This is a guest post by Angelique Mulholland. Angelique is a tireless human rights campaigner, articulate social commentator and a very good friend of mine. Please read, comment and share.
As part of my trip around Asia to find out more about women’s human rights at ground level, I have spent a week in New Delhi in the lead up to the big event in every activists’ calendar- International Women’s Day.
Within 72 hours of arriving in New Delhi, I was sexually harassed twice, both times on the Metro. With the “New Delhi gang rape” fresh in my mind, I can honestly tell you, I have felt a number of extreme emotions over this past week. Fear and anger are just two of them.
Both times, I said nothing to these men who presumed they had a right to touch me without my permission. In your head, when you imagine this happening to you, you always think you’ll fight back and give them hell. But in the reality of harassment – it doesn’t always work that way.
I am fortunate though. I am fortunate because all week I have been working for a human rights charity called Breakthrough. They understand better than anyone why it can be hard for the victim to speak up. That’s why they encourage intervention from others; both men and women. Their most successful campaign here in India is called “Bell Bajao” which in Hindi means “Ring the Bell”.

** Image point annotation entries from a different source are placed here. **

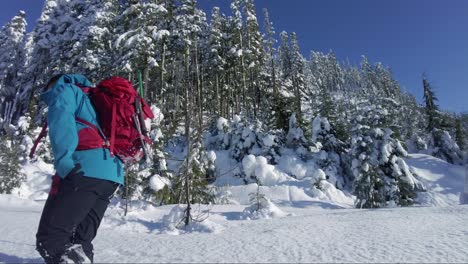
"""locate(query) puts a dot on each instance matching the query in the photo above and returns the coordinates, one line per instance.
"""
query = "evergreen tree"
(460, 134)
(297, 74)
(431, 107)
(382, 177)
(11, 176)
(12, 58)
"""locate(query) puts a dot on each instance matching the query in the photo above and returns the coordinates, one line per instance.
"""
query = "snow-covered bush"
(261, 208)
(445, 147)
(257, 169)
(329, 150)
(382, 177)
(11, 176)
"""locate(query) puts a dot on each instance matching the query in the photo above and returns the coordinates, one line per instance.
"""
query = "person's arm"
(62, 127)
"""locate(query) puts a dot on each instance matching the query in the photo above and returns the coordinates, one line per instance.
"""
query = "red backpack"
(121, 113)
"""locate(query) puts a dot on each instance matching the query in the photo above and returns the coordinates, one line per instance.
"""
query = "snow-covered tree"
(12, 59)
(382, 177)
(329, 151)
(11, 176)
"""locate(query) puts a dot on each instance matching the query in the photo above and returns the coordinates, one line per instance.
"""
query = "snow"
(306, 234)
(158, 183)
(296, 221)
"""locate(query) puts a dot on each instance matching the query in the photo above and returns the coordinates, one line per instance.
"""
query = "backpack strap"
(112, 139)
(38, 139)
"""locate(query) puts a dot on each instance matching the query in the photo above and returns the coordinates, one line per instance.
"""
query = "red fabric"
(118, 124)
(114, 101)
(55, 185)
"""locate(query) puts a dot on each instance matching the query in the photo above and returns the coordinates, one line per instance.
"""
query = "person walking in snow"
(85, 180)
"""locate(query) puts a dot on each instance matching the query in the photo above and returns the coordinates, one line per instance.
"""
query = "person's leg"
(86, 231)
(62, 213)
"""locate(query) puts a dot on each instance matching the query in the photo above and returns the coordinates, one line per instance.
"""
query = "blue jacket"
(65, 102)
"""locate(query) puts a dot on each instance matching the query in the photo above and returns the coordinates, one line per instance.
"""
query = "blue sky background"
(411, 37)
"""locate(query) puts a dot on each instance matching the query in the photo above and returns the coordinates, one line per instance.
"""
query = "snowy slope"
(302, 228)
(431, 234)
(444, 181)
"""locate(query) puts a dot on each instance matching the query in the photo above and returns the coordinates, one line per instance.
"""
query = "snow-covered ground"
(296, 228)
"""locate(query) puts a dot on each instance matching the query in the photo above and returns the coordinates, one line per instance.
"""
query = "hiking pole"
(143, 143)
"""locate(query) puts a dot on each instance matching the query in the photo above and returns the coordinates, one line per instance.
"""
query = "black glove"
(76, 171)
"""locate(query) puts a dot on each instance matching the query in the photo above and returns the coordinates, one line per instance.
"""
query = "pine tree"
(255, 57)
(460, 134)
(12, 59)
(382, 177)
(330, 149)
(11, 176)
(431, 107)
(440, 139)
(297, 74)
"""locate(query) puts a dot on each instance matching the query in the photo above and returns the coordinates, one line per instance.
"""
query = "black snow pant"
(72, 214)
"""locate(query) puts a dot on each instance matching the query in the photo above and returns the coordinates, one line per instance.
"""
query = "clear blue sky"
(409, 36)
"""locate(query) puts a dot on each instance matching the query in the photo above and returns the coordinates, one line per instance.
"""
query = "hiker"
(85, 179)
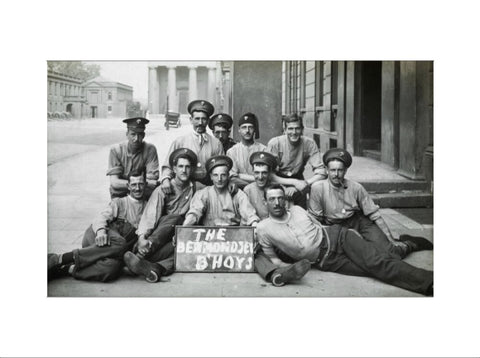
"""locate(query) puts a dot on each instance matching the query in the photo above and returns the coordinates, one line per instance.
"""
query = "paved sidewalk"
(78, 190)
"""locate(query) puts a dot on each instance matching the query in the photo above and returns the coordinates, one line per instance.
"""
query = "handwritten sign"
(214, 249)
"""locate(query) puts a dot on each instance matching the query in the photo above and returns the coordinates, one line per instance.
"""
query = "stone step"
(403, 200)
(398, 186)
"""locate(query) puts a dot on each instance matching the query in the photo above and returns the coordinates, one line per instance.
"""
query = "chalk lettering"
(221, 234)
(202, 263)
(217, 261)
(199, 233)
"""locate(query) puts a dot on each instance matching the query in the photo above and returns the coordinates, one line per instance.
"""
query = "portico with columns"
(173, 84)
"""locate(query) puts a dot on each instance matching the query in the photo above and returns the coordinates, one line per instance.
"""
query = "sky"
(132, 73)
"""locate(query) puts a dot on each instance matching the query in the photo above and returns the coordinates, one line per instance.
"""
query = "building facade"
(173, 84)
(66, 96)
(378, 109)
(106, 98)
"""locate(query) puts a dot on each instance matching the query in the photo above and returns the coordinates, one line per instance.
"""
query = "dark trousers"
(350, 254)
(162, 250)
(372, 233)
(103, 263)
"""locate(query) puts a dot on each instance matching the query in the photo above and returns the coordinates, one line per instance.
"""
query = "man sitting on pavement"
(241, 173)
(154, 251)
(290, 236)
(263, 164)
(294, 151)
(220, 124)
(201, 143)
(133, 155)
(106, 240)
(345, 202)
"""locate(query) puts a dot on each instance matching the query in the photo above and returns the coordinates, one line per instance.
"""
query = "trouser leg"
(103, 263)
(372, 233)
(264, 266)
(384, 267)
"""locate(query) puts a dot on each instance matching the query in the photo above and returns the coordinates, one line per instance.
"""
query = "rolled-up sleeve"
(115, 164)
(367, 205)
(152, 213)
(315, 207)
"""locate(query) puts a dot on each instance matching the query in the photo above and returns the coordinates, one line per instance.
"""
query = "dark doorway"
(370, 109)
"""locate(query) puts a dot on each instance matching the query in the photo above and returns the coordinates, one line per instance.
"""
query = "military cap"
(265, 158)
(183, 153)
(218, 160)
(201, 105)
(220, 118)
(337, 154)
(252, 119)
(137, 124)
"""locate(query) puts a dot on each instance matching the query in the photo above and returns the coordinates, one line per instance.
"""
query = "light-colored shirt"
(212, 208)
(122, 162)
(160, 204)
(125, 208)
(293, 158)
(332, 205)
(257, 199)
(211, 146)
(240, 154)
(298, 236)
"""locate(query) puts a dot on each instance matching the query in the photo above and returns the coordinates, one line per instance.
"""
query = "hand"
(289, 192)
(301, 185)
(232, 188)
(143, 246)
(166, 187)
(102, 238)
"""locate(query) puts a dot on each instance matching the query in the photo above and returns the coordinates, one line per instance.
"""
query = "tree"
(76, 69)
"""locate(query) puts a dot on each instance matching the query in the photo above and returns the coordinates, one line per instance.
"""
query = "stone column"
(172, 89)
(152, 90)
(211, 84)
(192, 83)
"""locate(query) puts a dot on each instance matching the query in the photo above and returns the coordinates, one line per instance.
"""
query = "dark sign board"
(214, 249)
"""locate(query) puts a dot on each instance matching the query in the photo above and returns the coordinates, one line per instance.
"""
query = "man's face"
(247, 131)
(221, 133)
(275, 202)
(261, 174)
(294, 131)
(199, 121)
(336, 172)
(183, 169)
(135, 139)
(219, 176)
(136, 185)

India’s biggest women’s human rights problem is not in public spaces, it’s actually in the home. The objective of the campaign is clear and effective; if you hear a woman being subjected to violence next door, then “Bell Bajao.” Get up, go next door and #RingTheBell. Intervene. Stand up for that woman. Here is one of the powerful videos, created by Breakthrough which shows how the people of India can do just that.
As I have learnt, intervening is an extremely important part of ending violence and harassment against women. Why? Because very often it is too difficult for the victims of violations just to speak out for themselves.
Why is it so hard to speak out? Why did I say nothing to these men?
I said nothing because I was shocked – beyond belief – both times. You may think I would have been prepared after all the reading I had done on the daily harassment that many women face in New Delhi – but no – I assure you, nothing prepares you for a man grabbing your breast when you innocently get off at your stop, or a man pushing himself up against you after he glimpses your shoulder when your top slips down by accident. Nothing prepares you for either of these things and shock is definitely the first emotion.
I said nothing because I was scared of the repercussions. I estimate that there is a ratio of 100 men to 1 women on the streets of Delhi. If I had shouted at either of these guys on the train, would the other men have stood up for me? Would they have laughed? Would they have understood? Would I have put myself in more danger? Would they have given a shit? I don’t know. I really don’t know…
I hope that Breakthough’s new campaign “One million men, One million promises” will galvanize men into standing up and intervening. The campaign aims to get men in India and around the world to make a promise to stand up for women’s human rights. Make a promise to intervene if they see a woman being harassed. Make a promise to tell other men who are behaving inappropriately to start behaving appropriately and with respect. Putting it simply, it’s about getting the good guys, and there are so many of them, to stand up and tell the bad guys where to go…
“One Million Men, One Million Promises” was launched on International Women’s Day at the British High Commission in New Delhi. I was there and tweeting with the digital team. Please do follow both @LeakyM and the Twitter account for the event which is @bell_bajao for updates. The hash tag is #RingTheBell.
For the women of India who are harassed and subjected to violence on a daily basis – I ask you to join the campaign and make your promise to help end this.